I am trying to webscrape a table from an interactive aspx webpage. I've read all of the R webscraping questions on stack and I think I am getting close, but I can't quite seem to get it.
I would like to pull data from the tables produced here. Eventually I'd like to loop through each date period and state option, but my challenge is really just getting to R to submit my parameters and pull in the resulting table for any particular query.
From what I gather, the answer likely involves RCurl and XML packages, posting a 'form' with my parameters and then reading in the html of the resulting page.
My most recent effort looks like this:
library(RCurl)
library(XML)
curl = getCurlHandle()
link = "http://indiawater.gov.in/IMISReports/Reports/WaterQuality/rpt_WQM_HabitationWiseLabTesting_S.aspx"
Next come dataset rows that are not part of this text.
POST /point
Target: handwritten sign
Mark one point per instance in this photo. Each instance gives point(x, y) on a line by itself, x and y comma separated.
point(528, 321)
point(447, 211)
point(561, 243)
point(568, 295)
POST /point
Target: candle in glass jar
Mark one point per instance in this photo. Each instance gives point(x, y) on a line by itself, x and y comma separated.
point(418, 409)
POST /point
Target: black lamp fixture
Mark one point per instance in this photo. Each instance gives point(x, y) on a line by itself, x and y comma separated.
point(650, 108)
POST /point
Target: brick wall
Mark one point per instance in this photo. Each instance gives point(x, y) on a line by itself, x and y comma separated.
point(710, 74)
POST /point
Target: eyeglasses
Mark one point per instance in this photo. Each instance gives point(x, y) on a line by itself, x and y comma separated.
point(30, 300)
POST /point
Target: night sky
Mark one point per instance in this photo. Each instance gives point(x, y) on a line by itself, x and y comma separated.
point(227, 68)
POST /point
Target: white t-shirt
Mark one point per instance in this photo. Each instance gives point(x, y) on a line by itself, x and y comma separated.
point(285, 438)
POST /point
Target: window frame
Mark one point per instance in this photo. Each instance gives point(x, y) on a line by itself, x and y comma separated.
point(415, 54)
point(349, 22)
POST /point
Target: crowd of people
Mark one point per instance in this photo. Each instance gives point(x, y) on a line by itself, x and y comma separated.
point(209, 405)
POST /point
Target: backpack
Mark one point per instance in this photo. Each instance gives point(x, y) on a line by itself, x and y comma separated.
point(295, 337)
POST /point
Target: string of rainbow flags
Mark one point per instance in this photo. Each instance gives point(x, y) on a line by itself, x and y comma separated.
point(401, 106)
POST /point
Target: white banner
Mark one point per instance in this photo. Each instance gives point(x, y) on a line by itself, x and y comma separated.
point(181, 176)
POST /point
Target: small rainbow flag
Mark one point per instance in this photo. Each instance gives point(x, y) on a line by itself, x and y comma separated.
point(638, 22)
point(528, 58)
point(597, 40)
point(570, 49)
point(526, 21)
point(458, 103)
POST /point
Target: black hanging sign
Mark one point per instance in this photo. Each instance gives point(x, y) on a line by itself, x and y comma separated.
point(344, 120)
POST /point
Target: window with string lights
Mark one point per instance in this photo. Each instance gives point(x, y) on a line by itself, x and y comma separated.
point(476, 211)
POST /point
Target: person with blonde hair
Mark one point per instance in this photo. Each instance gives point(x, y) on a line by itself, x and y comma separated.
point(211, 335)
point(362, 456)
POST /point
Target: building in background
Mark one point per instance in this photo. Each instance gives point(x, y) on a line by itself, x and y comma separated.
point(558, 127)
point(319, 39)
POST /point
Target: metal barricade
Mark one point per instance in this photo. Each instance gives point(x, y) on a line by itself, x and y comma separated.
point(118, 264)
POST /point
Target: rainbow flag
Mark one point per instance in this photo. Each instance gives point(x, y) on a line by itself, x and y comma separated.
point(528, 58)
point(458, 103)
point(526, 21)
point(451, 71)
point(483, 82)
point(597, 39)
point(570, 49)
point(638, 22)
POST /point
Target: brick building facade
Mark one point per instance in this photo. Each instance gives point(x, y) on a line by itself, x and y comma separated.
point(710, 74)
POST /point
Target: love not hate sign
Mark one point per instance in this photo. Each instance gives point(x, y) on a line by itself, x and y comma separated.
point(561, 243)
html = getURL(link, curl = curl)
params = list('ctl00$ContentPlaceHolder$ddFinYear' = '2005-2006',
'ctl00$ContentPlaceHolder$ddState' = 'BIHAR')
html2 = postForm(link, .params = params, curl = curl)
table = readHTMLTable(html2 )
It's hard for me to really tell at what point I've encountered a problem. On the one hand html == html2 produces false, so I think that html2 has progressed to some point after submitting the form, but its still not clear to me if the form has been submitted incorrectly or if that worked and its the reading in of the table that's not working.
Any suggestion and help are appreciated. Thanks!